Labour' no chore to watch
Though not one of Shakespeare's better-known plays, Love's Labour's Lost is a story still filled with the Bard's classic themes: mistaken identity, wily and strong-willed women and love gone slightly awry. One of Shakespeare's earlier comedies, Love's Labour's Lost begins with Ferdinand, the King of Navarre, and three of his lords swearing an oath to scholarship and to stay away from women for three years. But when it is revealed that the beautiful princess of France is coming to visit with her train, the men are unnerved. Nevertheless, the king insists that their promises be kept and refuses the ladies entrance to his court. The story centers on how the men eventually fall in love with the women and the interactions between the feisty and strong women and the rather hopeless lords. In a frenzy of witty puns and some of the richest, most sophisticated wordplay in his oeuvre, Shakespeare creates a story filled with irony and humor, directed by Steven Maler and presented by the Brandeis Theater Company for this year's Leonard Bernstein Festival of the Creative Arts.The most striking part of the show was the beautiful set. The complexity of the stage (three large parallel flats of stretched canvas painted with a gradient of cream to orange from top to bottom, green pillars with curling imposts and multiple swirling wooden figures with snaking tendrils) and the simplicity of its presentation crafted an almost otherworldly atmosphere on the stage. In conjunction with the intense and colorful lighting, the images that were created onstage were aesthetically breathtaking. One of the most beautiful was the final scene, during which the lights faded to black and there was only the silhouette of a violinist playing a mournful tune, a sustained visual for almost a whole minute. The interaction between the colorful lights and the nude color of the flats was one of subtlety and masterful understanding of theatrical staging and presentation.
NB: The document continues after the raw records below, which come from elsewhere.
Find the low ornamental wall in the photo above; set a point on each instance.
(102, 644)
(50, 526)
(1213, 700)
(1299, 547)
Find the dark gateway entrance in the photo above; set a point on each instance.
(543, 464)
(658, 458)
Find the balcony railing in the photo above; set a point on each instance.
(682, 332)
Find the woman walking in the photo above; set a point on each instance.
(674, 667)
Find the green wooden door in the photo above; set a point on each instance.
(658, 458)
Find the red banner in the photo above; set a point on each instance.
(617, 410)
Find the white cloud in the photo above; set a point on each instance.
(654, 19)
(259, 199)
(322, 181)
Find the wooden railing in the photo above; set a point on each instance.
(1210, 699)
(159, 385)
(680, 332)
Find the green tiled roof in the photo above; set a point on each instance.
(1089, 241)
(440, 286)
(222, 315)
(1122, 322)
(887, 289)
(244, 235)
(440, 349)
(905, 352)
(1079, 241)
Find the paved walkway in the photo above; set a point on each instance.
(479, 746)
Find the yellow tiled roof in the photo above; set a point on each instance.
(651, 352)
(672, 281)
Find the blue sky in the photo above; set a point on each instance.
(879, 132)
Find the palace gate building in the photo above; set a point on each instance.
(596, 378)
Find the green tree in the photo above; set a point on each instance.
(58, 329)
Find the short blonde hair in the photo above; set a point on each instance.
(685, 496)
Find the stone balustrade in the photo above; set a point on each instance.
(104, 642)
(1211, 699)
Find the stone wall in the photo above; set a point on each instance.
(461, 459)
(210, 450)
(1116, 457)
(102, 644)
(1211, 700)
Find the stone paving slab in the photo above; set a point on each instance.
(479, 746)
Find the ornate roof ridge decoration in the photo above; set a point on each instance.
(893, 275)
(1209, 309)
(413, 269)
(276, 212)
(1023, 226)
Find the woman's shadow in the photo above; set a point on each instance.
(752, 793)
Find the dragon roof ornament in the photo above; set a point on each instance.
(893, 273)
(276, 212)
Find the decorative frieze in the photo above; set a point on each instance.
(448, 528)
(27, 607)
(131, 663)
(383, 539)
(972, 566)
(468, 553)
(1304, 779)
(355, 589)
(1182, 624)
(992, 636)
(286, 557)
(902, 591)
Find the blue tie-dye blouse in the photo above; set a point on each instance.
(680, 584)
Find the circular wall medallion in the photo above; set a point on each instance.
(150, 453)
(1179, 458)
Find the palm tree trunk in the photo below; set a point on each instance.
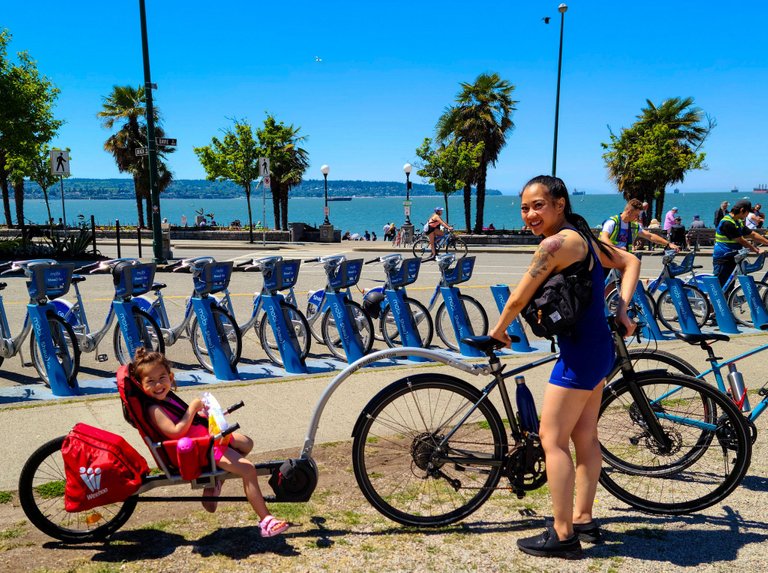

The BTC actors were, as usual, quite good. Though there existed a clear distinction between undergraduate and graduate actors because this was a collaboration between BTC and an undergraduate theater practicum class, the few acting flaws were understandable. There is one actor worth special mention: Robert McFadyen (GRAD) played the flamboyant Don Adriano de Armado, a Spaniard caught in the throes of love. McFadyen's goofy "everyman" feel is completely masked as he dons the costume of the gaudy and exaggerated de Armado. Instead he turns into an effervescent and prone-to-leaping dandy who cannot help but entertain with his extravagance, both in personality and word.
The themes of the show were lighthearted to the greatest extent. Love is a stronger force than any determination of man. A woman can bend a man to her every will. Sometimes love makes a fool of us all. And yet, the ending of Love's Labour's Lost is one worth pondering. Though this play is in no sense a tragedy, it finishes with the separation of the lovers, unlike Shakespeare's other comedies in which the characters all get married in the end. The princess receives a message that her father has died, forcing the princess and her train back to France. The men swear that they love them and will also fulfill the oath of scholarship, but the women don't believe them. The women make them promise to wait a year and a day to show that the love for them is true. It's a bittersweet ending: The lords make fools out of themselves as they fall in love with the princess and her entourage, but nothing comes to fruition at the end. However, it's still a refreshing difference from Shakespeare's other plays; in fact, Love's Labour's Lost is one of the only stories from which there are no obvious sources of inspiration.
Love's Labour's Lost is a show definitely worth its place among all the other amazing works of art in the Festival of the Creative Arts this year. The combination of a beautiful stage and arguably Shakespeare's wittiest comedy is a force to be reckoned with, and BTC's production of this fine show is well worth seeing.